You can listen while viewing the slides from SlideShare
The audio bounces around 12 minutes and goes back to the beginning, so my discussion of implications is not there, but it mirrors pretty heavily what is in the final slides.
Most meaningful to me was the discussion we had about the research project after my presentation. Bryan Alexander asked my thoughts on the Delphi research instrument, which I found to be a methodologically sound instrument but a difficult one to utilize for several reasons: the mix of qualitative and quantitative within my study was not common in existing education Delphi studies, participants were reticent to discuss topics engaging multiple arguments, and the length of time between my preliminary clearance and the running of the study meant the MOOC phenomenon had changed somewhat in relation to the prompts (though I am pleased that some of the prompts are being discussed now as if they are novel arguments in the phenomenon). Looking back, I would likely run a Delphi again rather than interviews, but could see the value of interviews in a project that needs to run and gain publishing more quickly.

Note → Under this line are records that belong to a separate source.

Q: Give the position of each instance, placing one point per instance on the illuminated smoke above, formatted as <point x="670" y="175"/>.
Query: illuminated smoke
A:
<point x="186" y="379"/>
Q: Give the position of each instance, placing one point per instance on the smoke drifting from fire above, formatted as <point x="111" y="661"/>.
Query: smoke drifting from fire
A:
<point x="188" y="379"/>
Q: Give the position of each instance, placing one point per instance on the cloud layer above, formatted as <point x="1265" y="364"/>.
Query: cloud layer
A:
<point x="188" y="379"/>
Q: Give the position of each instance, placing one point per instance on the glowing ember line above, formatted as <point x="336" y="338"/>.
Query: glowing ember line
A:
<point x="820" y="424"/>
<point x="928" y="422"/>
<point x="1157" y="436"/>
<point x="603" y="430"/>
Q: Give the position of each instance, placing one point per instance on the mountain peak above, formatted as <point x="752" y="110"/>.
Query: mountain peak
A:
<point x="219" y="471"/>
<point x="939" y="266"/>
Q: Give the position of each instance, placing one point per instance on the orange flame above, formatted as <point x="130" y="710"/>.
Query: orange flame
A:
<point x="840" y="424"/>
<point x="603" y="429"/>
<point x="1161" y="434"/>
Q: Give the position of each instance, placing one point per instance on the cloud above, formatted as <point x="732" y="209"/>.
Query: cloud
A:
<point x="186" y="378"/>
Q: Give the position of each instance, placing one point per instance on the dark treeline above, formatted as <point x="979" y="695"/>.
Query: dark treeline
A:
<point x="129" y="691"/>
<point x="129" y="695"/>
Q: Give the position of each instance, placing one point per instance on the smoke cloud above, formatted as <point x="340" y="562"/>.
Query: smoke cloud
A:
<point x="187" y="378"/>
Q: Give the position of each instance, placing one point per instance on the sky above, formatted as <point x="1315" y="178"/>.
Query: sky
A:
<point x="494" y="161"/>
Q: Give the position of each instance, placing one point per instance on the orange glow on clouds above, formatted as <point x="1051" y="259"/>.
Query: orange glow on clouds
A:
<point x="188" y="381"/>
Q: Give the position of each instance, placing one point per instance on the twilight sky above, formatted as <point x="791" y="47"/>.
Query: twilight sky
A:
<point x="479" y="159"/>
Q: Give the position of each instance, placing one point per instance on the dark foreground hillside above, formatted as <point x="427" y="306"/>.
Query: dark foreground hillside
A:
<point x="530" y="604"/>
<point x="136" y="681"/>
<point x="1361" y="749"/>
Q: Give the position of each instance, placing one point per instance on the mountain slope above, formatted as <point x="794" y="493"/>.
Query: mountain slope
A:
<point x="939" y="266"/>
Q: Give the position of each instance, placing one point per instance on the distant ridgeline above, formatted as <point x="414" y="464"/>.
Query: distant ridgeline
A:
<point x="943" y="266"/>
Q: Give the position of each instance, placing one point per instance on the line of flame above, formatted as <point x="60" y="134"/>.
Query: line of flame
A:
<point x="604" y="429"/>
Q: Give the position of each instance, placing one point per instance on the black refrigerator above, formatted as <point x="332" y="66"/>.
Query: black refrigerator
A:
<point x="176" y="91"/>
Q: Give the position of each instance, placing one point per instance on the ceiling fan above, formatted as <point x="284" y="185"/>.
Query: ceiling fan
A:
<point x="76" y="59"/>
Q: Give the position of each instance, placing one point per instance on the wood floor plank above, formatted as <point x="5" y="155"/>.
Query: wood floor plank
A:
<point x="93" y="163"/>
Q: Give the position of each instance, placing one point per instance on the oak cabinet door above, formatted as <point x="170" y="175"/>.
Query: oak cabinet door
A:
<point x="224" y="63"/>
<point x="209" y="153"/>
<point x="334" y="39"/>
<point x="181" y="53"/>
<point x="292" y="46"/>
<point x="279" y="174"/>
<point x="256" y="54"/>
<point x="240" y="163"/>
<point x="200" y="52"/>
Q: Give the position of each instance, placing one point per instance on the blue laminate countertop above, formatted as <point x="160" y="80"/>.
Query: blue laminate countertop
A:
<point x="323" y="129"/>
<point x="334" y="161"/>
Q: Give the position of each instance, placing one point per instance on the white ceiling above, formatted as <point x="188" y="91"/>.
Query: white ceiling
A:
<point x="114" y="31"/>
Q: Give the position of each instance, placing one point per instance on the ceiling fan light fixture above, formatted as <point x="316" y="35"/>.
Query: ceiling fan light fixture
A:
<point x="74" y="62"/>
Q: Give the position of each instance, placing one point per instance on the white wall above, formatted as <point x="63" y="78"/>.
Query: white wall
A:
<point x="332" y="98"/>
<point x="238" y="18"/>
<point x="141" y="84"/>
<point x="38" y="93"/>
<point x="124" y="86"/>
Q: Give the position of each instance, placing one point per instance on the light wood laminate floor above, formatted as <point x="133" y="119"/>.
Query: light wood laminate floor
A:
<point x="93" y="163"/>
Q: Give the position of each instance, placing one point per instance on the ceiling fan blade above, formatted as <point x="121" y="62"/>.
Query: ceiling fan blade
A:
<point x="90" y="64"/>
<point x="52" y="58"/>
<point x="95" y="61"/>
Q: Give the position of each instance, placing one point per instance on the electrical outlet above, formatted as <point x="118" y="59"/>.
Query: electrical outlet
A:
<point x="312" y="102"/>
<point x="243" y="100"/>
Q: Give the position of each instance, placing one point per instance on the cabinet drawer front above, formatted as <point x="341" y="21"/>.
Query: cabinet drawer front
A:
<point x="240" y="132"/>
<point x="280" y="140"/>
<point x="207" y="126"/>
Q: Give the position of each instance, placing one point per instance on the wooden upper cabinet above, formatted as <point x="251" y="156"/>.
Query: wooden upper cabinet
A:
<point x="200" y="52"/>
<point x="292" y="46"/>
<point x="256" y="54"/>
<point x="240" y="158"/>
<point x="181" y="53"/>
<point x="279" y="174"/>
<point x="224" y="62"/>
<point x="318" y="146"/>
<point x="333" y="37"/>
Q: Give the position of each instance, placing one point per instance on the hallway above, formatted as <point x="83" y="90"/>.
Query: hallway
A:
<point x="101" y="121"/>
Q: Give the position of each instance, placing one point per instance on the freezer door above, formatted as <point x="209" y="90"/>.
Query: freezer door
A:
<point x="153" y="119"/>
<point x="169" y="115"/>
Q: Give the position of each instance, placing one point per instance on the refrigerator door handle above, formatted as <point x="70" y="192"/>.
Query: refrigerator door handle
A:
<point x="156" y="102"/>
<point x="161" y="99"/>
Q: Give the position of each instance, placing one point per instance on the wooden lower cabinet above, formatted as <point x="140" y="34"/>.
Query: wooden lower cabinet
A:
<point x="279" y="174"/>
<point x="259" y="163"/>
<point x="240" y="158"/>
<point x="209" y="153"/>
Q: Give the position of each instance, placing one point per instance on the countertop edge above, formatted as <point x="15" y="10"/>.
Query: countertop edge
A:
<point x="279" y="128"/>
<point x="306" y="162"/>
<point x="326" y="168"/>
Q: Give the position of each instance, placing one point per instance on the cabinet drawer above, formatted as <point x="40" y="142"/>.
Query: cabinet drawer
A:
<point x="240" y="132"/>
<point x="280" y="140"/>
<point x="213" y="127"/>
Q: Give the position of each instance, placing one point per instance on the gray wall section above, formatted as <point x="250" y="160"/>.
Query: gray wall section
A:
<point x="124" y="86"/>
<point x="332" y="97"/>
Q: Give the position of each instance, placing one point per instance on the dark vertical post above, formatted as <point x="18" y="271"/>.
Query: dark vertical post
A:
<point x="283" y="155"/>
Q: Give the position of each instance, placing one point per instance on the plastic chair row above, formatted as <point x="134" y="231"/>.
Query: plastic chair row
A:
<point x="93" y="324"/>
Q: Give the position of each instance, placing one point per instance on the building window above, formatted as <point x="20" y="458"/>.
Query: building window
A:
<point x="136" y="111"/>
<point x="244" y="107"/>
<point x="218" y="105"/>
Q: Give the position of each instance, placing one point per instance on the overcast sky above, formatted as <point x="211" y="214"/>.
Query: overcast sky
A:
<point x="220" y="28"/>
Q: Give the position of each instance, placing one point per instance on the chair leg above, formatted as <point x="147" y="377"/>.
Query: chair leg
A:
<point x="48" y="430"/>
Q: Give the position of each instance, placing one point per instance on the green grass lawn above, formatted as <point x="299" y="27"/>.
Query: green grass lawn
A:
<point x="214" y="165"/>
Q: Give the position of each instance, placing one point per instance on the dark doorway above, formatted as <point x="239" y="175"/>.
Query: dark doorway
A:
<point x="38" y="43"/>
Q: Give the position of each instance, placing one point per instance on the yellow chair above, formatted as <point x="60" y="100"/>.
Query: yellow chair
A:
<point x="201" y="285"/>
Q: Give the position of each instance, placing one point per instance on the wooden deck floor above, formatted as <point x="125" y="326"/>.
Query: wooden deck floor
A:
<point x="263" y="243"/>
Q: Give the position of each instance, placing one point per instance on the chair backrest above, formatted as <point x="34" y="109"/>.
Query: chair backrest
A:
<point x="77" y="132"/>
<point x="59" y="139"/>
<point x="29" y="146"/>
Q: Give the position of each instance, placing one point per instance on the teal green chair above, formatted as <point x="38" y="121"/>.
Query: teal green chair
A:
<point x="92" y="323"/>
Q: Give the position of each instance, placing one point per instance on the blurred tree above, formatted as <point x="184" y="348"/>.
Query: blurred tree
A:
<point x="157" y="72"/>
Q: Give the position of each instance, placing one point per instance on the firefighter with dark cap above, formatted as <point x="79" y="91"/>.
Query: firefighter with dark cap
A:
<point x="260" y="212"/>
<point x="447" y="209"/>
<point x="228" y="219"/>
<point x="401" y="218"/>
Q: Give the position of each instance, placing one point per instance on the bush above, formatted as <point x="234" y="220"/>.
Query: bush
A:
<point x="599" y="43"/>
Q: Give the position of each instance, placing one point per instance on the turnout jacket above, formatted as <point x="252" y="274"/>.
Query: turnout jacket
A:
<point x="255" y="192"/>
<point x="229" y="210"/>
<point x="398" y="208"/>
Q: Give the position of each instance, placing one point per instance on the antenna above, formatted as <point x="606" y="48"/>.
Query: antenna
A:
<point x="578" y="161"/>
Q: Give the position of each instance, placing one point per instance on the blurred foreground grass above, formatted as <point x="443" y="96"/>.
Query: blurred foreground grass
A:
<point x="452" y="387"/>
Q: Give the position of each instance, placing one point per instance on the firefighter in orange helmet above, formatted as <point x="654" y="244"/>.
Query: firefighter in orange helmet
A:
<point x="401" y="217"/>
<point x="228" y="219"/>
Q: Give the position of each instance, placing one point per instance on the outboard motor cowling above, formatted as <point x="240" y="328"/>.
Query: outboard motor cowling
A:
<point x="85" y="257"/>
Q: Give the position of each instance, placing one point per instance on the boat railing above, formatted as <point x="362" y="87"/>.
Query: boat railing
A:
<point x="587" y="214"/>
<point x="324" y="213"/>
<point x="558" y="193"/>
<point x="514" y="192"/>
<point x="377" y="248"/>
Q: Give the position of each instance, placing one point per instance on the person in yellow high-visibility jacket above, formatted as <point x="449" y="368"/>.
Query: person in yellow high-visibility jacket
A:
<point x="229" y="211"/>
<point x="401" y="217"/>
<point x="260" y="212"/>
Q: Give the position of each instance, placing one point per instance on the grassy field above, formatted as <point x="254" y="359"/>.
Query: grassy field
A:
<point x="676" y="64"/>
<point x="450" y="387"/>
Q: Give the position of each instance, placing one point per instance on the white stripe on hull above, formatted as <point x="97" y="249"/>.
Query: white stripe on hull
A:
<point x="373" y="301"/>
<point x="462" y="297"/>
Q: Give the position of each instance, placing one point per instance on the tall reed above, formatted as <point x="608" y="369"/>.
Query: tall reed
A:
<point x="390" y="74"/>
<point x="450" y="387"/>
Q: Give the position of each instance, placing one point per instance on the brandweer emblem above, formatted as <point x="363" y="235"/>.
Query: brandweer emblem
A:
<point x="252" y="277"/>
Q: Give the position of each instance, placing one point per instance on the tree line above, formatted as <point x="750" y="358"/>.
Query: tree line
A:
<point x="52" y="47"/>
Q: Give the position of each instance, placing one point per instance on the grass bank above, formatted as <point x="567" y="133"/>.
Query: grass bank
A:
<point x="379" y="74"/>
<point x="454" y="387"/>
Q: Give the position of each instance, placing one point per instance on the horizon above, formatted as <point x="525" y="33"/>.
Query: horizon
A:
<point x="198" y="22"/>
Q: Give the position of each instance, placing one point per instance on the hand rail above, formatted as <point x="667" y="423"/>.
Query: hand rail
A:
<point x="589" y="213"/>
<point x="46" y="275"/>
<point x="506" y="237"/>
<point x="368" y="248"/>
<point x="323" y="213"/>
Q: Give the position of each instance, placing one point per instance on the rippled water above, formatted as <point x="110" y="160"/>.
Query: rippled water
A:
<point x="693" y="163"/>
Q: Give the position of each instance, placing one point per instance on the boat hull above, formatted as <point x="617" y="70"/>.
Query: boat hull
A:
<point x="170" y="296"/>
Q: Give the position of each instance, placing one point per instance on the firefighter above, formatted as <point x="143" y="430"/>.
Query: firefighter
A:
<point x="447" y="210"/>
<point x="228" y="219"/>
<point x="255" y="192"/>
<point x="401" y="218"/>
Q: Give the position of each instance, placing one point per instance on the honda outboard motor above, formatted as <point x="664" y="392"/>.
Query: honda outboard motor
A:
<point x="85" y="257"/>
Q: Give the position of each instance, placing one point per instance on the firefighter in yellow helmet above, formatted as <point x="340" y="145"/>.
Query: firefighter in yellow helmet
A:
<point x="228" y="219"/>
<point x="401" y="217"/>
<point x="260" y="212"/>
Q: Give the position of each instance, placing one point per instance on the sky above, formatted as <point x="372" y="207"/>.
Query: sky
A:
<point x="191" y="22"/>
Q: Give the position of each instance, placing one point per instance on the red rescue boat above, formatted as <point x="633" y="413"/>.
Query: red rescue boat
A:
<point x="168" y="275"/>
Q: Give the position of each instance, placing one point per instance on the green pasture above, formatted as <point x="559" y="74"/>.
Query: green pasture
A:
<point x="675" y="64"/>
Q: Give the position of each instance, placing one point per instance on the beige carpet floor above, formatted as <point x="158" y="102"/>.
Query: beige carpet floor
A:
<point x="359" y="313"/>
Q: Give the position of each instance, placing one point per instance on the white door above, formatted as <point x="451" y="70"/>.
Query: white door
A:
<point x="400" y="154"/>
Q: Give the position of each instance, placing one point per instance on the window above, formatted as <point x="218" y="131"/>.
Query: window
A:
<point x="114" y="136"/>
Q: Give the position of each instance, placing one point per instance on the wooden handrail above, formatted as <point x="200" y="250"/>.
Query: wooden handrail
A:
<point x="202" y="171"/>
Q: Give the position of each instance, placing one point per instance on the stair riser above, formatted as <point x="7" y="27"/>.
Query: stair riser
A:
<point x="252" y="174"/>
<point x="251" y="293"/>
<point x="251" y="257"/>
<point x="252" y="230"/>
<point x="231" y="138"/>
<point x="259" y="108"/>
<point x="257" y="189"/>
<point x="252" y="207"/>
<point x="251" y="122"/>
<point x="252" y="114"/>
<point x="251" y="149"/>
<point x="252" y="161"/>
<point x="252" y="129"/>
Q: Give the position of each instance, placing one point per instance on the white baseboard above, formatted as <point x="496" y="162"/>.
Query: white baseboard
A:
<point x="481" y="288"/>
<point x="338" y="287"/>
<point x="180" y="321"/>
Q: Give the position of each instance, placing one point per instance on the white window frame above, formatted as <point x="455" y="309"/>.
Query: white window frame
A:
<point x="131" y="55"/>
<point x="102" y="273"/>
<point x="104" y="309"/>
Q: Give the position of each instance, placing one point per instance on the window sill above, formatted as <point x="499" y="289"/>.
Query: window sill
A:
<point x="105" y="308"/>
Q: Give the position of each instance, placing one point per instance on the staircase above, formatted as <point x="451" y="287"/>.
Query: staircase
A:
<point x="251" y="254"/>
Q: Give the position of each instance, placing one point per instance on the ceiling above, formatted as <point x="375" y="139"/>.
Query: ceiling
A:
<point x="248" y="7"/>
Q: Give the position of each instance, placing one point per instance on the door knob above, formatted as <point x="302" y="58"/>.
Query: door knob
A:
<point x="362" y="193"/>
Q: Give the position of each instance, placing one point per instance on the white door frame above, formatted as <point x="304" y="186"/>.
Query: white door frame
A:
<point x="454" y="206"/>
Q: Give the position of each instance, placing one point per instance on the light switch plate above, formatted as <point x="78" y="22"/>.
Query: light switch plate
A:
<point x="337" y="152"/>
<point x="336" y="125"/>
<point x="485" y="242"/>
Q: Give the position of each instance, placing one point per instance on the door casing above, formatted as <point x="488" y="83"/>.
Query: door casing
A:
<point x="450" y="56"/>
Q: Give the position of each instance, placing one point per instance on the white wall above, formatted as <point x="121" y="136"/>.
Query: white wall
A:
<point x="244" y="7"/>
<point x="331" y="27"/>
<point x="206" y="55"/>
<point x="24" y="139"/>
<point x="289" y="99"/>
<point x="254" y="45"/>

Tony Collatos asked about the shift in critical theory from Chapter 2 (where there is a heavy presence) to Chapter 4 (where it is discussed implicitly). This relates to a problem I noted in the Delphi — the reluctance of participants to engage in the prompts that evoke multiple arguments. While participants were instructed to respond to the prompt not as a factual statement but as a value proposition within a shifting phenomenon, participants expressed concern about these double barrel questions. The lack of engagement on these sociocultural prompts meant the Delphi shifted more towards instrumental, political and economic factors. There is a critical argument to tease out of the data, but for this project I decided to focus more on what was being said rather than what it meant that certain arguments were passed over and why.
We discussed the results of #expertise, the prompt based on Sebastian Thrun’s quote there are no online education experts. Bryan asked me why I thought this prompt did not gain a quick consensus, and I explained what existed in the data: several people freely interchanged MOOC with Online Learning, several people were unaware of the volume of online learning research, several people saw the data of online learning as soft, and one person questioned the notion of expertise in a field like education, which is built on social community rather than universal law.
The rest of the discussion focused on where to take this research. The MOOC movement is awash in data and research, but the vast majority looks at the MOOC as a learning system or instrument. I argue in my dissertation that the MOOC, which many scholars believe in a negotiable term where each letter of the acronym is up for debate, cannot be defined as a learning system because of this ambiguity…so a phenomenological definition is necessary. Taking the thoughts of this expert panel on political, social and cultural attitudes as well as the traditional educational ones lends to seeing how this phenomenon is viewed and thus shaped within our world. Expect more of this discussion that uses research to discuss the social structure of education.